Aynı stüdyodan çıkan iki gruptur Volvox ve Pentagram... Ben de ortaokul ve lise yıllarımda grupta klavye çaldım.
- Neden peki sürmedi müzik çalışmalarınız?
- Benim müziğe ilgim vardı ancak tutkum tasarımdı. 1992 yılında Mimar Sinan Üniversitesi'ni kazandım ve İstanbul'a taşındım. Yollarımız böylece ayrılmış oldu. Grubun diğer üyeleri Ankara'da üniversite kazandı ve hep birlikte müzik çalışmalarına devam ettiler. Ben klavyeyi bırakınca yerime Özlem Tekin girdi grubun kadrosuna.
- Çok fazla konuşmayı tercih de etmiyorsunuz bu müzik konusunda?
- Öyle değil aslında. Şu anda bu konuda konuşuyor olmamızın esas nedeni Şebnem Ferah'ın muazzam yeteneğidir.
O olmasaydı biz şu anda "Benim de lisede klavye çaldım, bir müzik grubumuz vardı" der ve geçerdik konuyu. Grubun başlangıcında o duruma şahitlik etmiş, o keyfi yaşamış ve o anı paylaşmış insanlardan biriyim sadece.
- Peki ne olursa olsun, siz o yoldan devam etmemeyi seçseniz de geçmişinizde böyle bir müzik hatırası ve hatta rock müzik var. Şu an karşımda oturan Arzu Kaprol'ün tüm bu moda başarısında o rockçı genç kızın beğenileri, izleri var mıdır?
- Mutlaka vardır. Bu kadar deri sevmemin sebebi, bu kadar net ve keskin çizgiler sevmemin nedenidir rock.
ABİM, ANNEM VE BABAM FARKLI HASTANELERDEYDİ
- Kaybetmekten bahsettiniz. Aileniz için çok zor bir dönem yaşadınız pandemiyle. Siz İstanbul'da pandemiyle karşı karşıya kaldınız, aileniz Bursa'da...
- Abim, annem ve babam üç farklı hastanede tedavi görüyordu. Ben evde karantinadaydım abimin eşi evde karantinadaydı. Kimse kimseyi ziyaret edemiyordu. Yoğun bakım servisinde yer bulabilmek için çırpındık. İnsanın anne ve babası hastanedeyken aklında artık her an evlat olmayabilirim düşüncesi oluyor. O düşünce iliklerinize kadar işliyor.
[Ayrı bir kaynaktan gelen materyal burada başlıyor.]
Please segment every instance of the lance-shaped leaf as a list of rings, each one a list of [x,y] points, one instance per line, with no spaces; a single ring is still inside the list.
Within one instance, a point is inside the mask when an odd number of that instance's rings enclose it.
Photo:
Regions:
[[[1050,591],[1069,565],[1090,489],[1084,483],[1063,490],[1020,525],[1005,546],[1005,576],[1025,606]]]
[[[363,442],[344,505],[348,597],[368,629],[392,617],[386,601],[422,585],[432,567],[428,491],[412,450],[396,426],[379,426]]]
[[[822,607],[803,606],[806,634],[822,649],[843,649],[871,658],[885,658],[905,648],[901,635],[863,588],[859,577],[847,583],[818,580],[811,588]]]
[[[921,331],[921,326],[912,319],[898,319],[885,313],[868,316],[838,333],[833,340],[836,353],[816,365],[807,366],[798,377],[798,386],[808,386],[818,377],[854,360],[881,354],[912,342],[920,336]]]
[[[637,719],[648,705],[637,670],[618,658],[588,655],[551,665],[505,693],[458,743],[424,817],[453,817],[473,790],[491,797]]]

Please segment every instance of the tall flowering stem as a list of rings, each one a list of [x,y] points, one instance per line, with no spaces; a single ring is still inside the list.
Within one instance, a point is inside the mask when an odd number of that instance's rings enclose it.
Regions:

Belki söylerken ya da duyduğunuzda aynı etkiyi yaratmıyor bu cümle ama bir anda birinin evladı olmayabileceğiniz gerçeğiyle yüzleşmek çok zor... Bu düşünceleri yaşarken ben de hastayım bir yandan.
Ve karantina dönemim oldukça uzun sürdü. Abim üç hafta, annem beş hafta hastanede kaldı.
- Babanız?
- İlk iyi haber babamdan gelmişti aslında. "Covid-19'u atlattı. Yarın taburcu edebiliriz" dediler hastaneden. Ama kalbi durdu ve kaybettik onu.
- Çok şoke edici, çok üzücü bir ölüm. Tüm aileniz ve siz çok hırpalanmış ve üzülmüşsünüzdür tüm bu yaşanalar nedeniyle. Peki tüm bu kayıp, korku, acı, üzüntü ve pandemiyle birlikte ne öğretti size?
- Bundan sonraki her anı biricik ve kıymetli şekilde yaşamamız gerektiğini öğrendim.